Human hormones are systemic. This means they roam and reach the entire body, thanks to our very efficacious circulatory systems. But if ever there was a sign that those hormones are problematic in some way, it’s how they affect hair. This type of female hair loss isn’t treatable for the local hair loss treatment clinic that offers hair loss solutions for women. It’s a medical issue. Women might see those hair loss effects to an even greater degree than men.
For example, hirsutism – excess hair on women in places other than the scalp – can signal a number of things: polycystic ovaries, Cushing syndrome (from excess cortisol exposure), congenital adrenal hyperplasia (overproduction of steroid hormones in the adrenal glands), or tumors in the ovaries or adrenal glands (which is rare).
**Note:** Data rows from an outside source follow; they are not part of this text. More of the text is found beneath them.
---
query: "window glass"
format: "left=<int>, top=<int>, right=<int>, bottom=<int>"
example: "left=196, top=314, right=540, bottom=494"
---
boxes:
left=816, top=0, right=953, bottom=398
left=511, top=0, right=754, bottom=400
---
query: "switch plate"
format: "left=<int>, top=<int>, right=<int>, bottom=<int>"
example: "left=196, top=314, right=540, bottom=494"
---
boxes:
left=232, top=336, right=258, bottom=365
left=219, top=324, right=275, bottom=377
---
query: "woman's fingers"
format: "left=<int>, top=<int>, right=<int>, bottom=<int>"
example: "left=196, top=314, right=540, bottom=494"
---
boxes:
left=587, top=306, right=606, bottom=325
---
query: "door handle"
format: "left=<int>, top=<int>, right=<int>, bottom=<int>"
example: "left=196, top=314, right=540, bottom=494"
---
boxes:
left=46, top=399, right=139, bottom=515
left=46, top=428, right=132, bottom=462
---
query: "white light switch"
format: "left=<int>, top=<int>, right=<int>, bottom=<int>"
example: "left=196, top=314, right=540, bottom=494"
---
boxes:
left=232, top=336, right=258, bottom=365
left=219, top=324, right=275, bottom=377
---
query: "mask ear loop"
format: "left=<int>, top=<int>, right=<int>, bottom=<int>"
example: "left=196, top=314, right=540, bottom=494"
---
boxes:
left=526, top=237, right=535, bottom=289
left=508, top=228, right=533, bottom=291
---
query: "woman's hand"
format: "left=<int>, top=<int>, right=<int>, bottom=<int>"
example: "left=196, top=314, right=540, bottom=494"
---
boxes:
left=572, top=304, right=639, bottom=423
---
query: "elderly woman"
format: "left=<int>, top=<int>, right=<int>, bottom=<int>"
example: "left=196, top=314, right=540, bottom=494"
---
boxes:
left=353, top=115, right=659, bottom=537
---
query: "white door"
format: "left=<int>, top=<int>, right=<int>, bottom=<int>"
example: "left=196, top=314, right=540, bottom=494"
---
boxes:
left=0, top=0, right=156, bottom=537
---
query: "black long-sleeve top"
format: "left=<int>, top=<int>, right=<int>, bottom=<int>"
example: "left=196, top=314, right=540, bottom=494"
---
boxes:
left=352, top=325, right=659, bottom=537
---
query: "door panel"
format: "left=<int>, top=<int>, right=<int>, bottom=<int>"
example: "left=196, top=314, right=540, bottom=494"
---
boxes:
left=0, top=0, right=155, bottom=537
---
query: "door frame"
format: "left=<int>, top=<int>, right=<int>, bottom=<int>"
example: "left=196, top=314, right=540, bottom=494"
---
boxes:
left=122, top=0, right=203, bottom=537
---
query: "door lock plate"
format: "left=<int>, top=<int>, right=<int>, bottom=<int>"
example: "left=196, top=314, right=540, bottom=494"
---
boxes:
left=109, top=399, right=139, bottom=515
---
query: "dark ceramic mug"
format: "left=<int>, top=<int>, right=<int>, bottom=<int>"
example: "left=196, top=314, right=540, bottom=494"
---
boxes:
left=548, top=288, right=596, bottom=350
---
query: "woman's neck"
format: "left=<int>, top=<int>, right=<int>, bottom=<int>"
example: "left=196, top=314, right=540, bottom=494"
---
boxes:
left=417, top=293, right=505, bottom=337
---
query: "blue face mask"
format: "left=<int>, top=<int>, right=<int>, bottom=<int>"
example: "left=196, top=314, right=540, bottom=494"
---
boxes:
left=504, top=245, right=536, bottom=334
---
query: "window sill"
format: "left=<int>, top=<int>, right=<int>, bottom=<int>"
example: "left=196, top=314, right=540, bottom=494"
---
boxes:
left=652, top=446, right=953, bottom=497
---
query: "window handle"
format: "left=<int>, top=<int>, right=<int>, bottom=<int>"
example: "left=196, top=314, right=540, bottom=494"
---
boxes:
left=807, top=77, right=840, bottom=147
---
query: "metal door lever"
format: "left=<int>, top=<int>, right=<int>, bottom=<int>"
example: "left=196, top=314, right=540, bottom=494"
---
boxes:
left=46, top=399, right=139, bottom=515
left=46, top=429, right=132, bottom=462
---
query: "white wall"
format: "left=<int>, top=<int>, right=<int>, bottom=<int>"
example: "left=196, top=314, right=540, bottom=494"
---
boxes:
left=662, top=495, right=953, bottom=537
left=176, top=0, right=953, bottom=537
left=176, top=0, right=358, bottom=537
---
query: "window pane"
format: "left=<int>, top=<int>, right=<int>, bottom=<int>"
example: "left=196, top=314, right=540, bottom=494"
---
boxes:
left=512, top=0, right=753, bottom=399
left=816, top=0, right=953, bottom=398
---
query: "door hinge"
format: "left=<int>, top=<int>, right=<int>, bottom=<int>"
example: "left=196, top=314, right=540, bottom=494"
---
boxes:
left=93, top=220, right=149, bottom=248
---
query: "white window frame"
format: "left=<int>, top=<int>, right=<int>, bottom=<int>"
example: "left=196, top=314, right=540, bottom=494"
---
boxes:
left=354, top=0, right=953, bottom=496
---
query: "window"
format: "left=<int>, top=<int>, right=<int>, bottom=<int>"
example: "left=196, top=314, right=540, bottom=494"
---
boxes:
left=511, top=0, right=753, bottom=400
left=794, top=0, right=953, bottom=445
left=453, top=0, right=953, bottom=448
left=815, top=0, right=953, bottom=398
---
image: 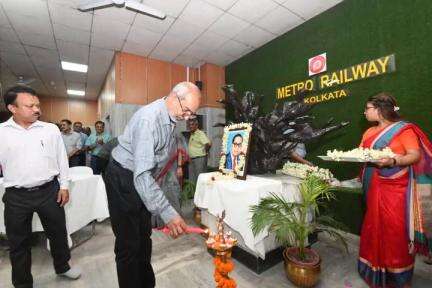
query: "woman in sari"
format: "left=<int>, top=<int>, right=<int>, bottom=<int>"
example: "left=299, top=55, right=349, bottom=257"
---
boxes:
left=358, top=93, right=432, bottom=288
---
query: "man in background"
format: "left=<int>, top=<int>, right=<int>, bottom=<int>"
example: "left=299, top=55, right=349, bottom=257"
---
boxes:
left=85, top=121, right=111, bottom=175
left=187, top=118, right=211, bottom=183
left=60, top=119, right=83, bottom=167
left=0, top=86, right=81, bottom=288
left=73, top=121, right=88, bottom=166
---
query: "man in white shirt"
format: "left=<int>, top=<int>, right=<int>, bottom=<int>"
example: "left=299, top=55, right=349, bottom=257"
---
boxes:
left=0, top=86, right=81, bottom=287
left=60, top=119, right=83, bottom=167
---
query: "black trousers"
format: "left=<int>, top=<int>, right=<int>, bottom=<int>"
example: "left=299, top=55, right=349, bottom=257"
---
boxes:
left=104, top=159, right=155, bottom=288
left=69, top=155, right=81, bottom=167
left=90, top=155, right=107, bottom=175
left=3, top=179, right=70, bottom=288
The signs include loss of scalp hair, but conversely a noticeable increase in hair on the face, chest, lower abdomen, inner thighs, and back.
If men were to experience more hair in these parts of their bodies – as well as accompanying hair loss on the scalp – it would quite likely go unnoticed.
And several of these maladies are female-specific in the first place (e.g., anything having to do with ovaries). The most obvious example is when estrogen levels drop, as they do most markedly in menopause. Estrogen helps maintain hair growth as well as its thickness. In technical terms, a drop in estrogen shortens the growth phase (known as the anagen phase) of the hair growth cycle. This means the hair will only reach a shorter length before shedding.
When menopause-related estrogen levels drop, hair follicles shrink in size such that hair is finer and weaker. But there’s another hormonal matter that happens with menopause that affects hair as well. In some (not all) women, as estrogen levels drop male hormones (androgens, which include testosterone) rise proportionally – all having similar and deleterious effects on hair growth.
These hormonal changes are not universal. But they also tend to follow patterns, including the following:
Obesity. Women who are obese will have greater insulin resistance, i.e., be less sensitive to the effects of insulin, itself a hormone. In response, the pancreas produces greater amounts of insulin, which stimulates ovarian production of androgens in greater quantity. Adipose tissue (body fat) also generates androgens, while generalized and chronic inflammation associated with excess weight also increases ovarian production of androgens.
Family history. Each of the mechanisms associated with hirsutism tend to be congenital.
Nutrition. Hormone balance in women depends on certain nutrients. A diet that is high in processed foods and low in plant origins (fruits and vegetables) can affect insulin resistance and therefore increase androgen production. Other nutrients (protein, iron, biotin, vitamin D, and Omega-3 fatty acids) affect hair health, both in hormonal balances and the nutrients required for hair growth.
So, while some of these factors can be controlled, many cannot. It helps to understand which is which.